ANGLO American looked to end 2018 on a high as it prepared to tell investors on a site visit to its South American copper assets that it would produce the upper end of guidance for the year and for the subsequent two years, while providing new guidance for 2022.
Copper production in 2018 would be 660,000 tonnes which compares to a previous guidance range of 630,000 to 660,000 tonnes. Unit cost guidance for 2018 is lowered to approximately 140 cents per pound (c/lb) which compares to previous guidance of 145 c/lb. The cost number for 2019 is 135 – 140 c/lb which constitutes new guidance.
Similarly, copper production in the 2019 financial year would be between 630,000 and 660,000 tonnes (from a previous guidance range of 600,000 to 660,000 tonnes) and between 620,000 and 680,000 tonnes in the 2020 financial year (600,000 to 660,000 tonnes). New production guidance of 590,000 to 650,000 tonnes was provided for 2021.
From 2022, Anglo will start production from Quellavecco, a project under development in Peru. Quellavecco, which has a nameplate capacity of 300,000 tonnes annually, has significant expansion potential, Anglo said. It would operate at a cash cost of $1,05c/lb. The group’s existing assets are Los Bronces and Collahuasi in Chile.
Mark Cutifani, CEO of Anglo American, said the group was assessing its development options at Los Bronces and Collahuasi in Chile, as well as “… our targeted mineral discovery portfolio”. Anglo may have discovered a significant copper prospect in Brazil. It has referred to exploration potential there, but said results were at the early stage.
Cutifani was bullish on the prospects for copper.
“We expect the supply of copper to become further constrained in the years and decades ahead as the key ingredient in the fast-growing renewable energy and electric vehicle markets, in addition to the infrastructure, housing and consumer electronics markets that continue to be fuelled by the world’s fast-expanding middle class population,” he said.
“The world-class quality of our copper assets and our many options for disciplined growth position Anglo American well to meet that significant additional demand.”
Analysts said in October shares in Anglo American were under-appreciated largely because the ‘complicated wrapper’ of the group – somewhat related to its South African exposure – hid the quality of its South American copper portfolio.

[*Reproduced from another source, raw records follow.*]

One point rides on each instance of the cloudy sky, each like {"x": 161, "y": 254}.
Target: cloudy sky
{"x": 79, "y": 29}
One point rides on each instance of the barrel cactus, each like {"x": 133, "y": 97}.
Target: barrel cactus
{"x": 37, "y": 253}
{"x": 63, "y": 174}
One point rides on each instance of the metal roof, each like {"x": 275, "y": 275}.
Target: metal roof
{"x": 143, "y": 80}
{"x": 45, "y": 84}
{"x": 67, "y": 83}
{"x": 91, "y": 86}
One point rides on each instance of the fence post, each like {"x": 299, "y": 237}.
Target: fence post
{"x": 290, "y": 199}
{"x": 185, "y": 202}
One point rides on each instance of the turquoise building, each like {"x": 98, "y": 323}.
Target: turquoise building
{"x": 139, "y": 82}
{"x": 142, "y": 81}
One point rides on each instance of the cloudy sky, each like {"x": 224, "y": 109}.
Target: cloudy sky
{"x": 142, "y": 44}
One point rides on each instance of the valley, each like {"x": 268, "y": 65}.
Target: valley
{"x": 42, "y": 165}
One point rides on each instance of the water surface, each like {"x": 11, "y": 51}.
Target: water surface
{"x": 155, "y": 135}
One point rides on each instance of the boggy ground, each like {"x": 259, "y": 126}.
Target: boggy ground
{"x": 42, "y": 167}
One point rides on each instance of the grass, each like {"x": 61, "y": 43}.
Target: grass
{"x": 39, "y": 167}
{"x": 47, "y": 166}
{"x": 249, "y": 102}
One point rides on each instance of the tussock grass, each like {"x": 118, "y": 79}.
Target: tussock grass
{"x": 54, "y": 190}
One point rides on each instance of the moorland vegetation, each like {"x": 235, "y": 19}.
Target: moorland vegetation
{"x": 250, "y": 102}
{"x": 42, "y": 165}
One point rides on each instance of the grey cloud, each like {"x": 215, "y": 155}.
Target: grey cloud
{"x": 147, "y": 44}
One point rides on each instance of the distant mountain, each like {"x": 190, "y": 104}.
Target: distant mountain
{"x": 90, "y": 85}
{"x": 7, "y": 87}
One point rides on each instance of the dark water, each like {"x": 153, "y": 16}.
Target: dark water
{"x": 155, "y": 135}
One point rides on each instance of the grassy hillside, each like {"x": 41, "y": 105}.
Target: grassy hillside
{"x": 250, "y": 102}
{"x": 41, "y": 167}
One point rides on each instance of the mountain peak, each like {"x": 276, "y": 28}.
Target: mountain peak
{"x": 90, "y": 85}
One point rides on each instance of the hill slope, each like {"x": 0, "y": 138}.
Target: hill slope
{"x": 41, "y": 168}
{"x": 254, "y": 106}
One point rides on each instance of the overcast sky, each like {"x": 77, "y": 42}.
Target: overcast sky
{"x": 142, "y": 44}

“We think Anglo has high quality copper assets (Collahuasi, Los Bronces) and that this is often overlooked in the context of a complicated Anglo ‘wrapper’, said Bank of America Merrill Lynch. “From a cost point of view, the assets are broadly second quartile and, once Quellaveco is commissioned, overall costs move lower. Quellaveco will see attributable copper production reach 300,000 tonnes by 2024,” it said.
In July, Anglo announced capital expenditure for the Quellaveco project was estimated of between $5bn and $5.3bn. In terms of the syndication deal with Mitsubishi, the Japanese firm will contribute the initial capital cost of the venture.